McGowan v. Larsen

McKENNA, Circuit Judge,

after making the above statement, delivered the following' opinion:

The rulings of the court in excluding testimony were correct. No inference of sufficient degree of probability could be drawn from it under the issues to make it admissible.

To sustain their exception to the ruling of the court for giving the instruction contained in the fourth assignment of error* and above quoted, plaintiffs in error contend that under the laws of Oregon they were entitled to plead inconsistent defenses, and, citing Pom. Rem. & Rem. Rights, § 722, that they could not be compelled to elect between such defenses, nor could evidence in favor of either have been excluded at the trial on account of inconsistency. “If this be true,” counsel say, “it is obvious that: the interests of the plaintiffs in error were seriously affected by the remarks of the court: in criticism of these defenses. If they were entitled to their defenses, they were entitled to them without their being weighted down by *914these strictures,” meaning the comments of the instruction. But this does not follow. The defenses they might be able to malee (we assume it without deciding it), and evidence in support of them might be admissible; but after it is admitted it must receive consideration, and its character either absolutely or in relation to other evidence must be determined, that a judgment may be formed. Inconsistent defenses — that is, when the truth of one negatives the truth of the other — cannot both be found true; and in reaching a judgment of the truth of either the court may assist the jury, if it. make no comment which the evidence will not bear, and assume no function which it is the jury’s right to exercise. The record does not contain the evidence, and we must assume that the defenses were made as stated by the court. It is manifest that only one could be true. If there was no light out, one could not have burned' all night; and if one burned all night it could not have been extinguished' before morning by a freshet. The comment of the court, therefore, was correct, and it submitted to the jury the only proposition the jury had a right to find, to wit, the truth of one of the defenses.

Counsel urge in their brief that by the use of the word “false" in the instruction the court “made á direct accusation of perjury; of willful false statement,” — and that the jury must have received the word in such sense, and not as an equivalent for “untrue.” This is inferred because in certain statutes imposing penalties or detriments the word is so construed.
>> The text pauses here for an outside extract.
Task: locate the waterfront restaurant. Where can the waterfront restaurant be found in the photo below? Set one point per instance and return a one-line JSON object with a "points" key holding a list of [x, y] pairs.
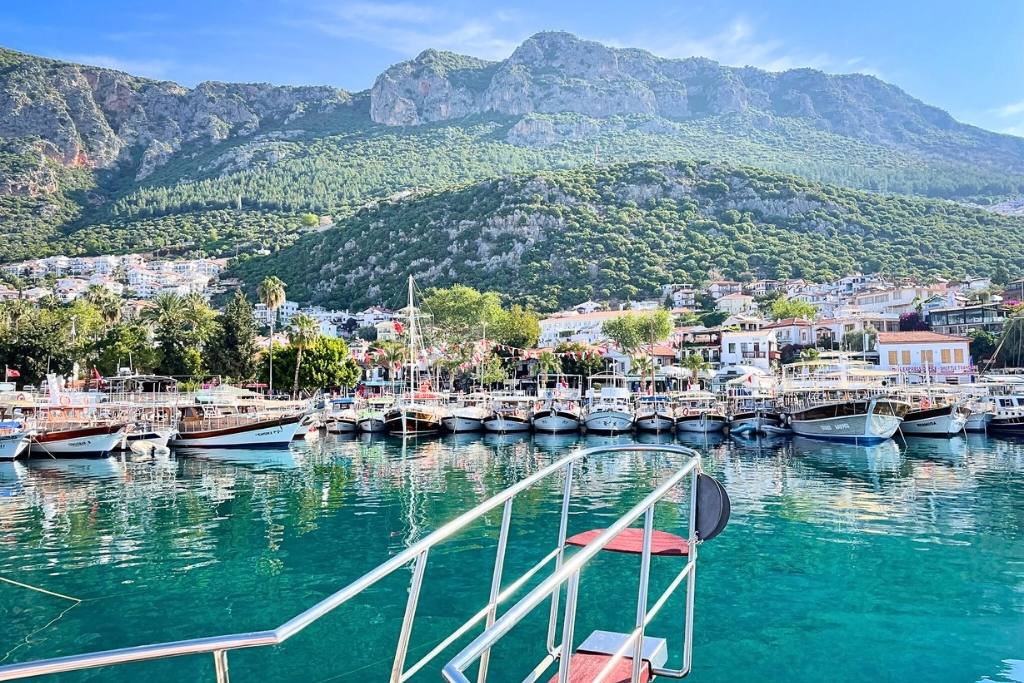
{"points": [[921, 354]]}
The inference we do not think is justified. Besides, the context refutes the contention of counsel.

We do not find any error in the instructions contained in the fifth and sixth assignments of error. The statute requires any person owning or operating a trap to “conspicuously show at night-time between sunset and sunrise a bright white light.” It must be displayed continuously. It must be put out at sunset and maintained until sunrise. The excuses for the nonobservance of this duty, in view of the facts and the degree of care required, were properly explained.

To the instruction contained in the eighth assignment of error, plaintiffs in error take in their brief a different exception to that taken -at the trial. They must be confined to the latter. The record states the exception as follows;

“To which instruction of the court the defendants, by their said counsel, duly excepted as to the court’s suggestion that the defendants removed the light next morning, probably soon after daylight; which exception the court allowed, the court saying: T said ho removed it the next morning. It does not appear when he removed it the next morning, but probably soon after daylight.’ ”

That is, the exception was to two suggestions of fact:' (1) The defendants removed the light next morning; (2) that this was done “probably soon after daylight,”- — and the improbability which the court mentioned was that between 5 minutes after 3 and “soon after daylight” the light “should have gone out,” hence it must have gone out before 5 minutes after 3, and that the captain of the La Comas was untruthful or mistaken as to the fact or time. This *915reasoning counsel for plaintiffs in error does not seem to think is very strong, but it is only necessary to say that it was submitted to the jury for what it was worth; the learned judge saying: "However, my judgment is not to govern; the matter is for your determination, not mine.” We think the limits allowed to the court were not transcended, more particularly when considered in connection with the rest of the instructions given. There being no error in the record, the judgment is affirmed.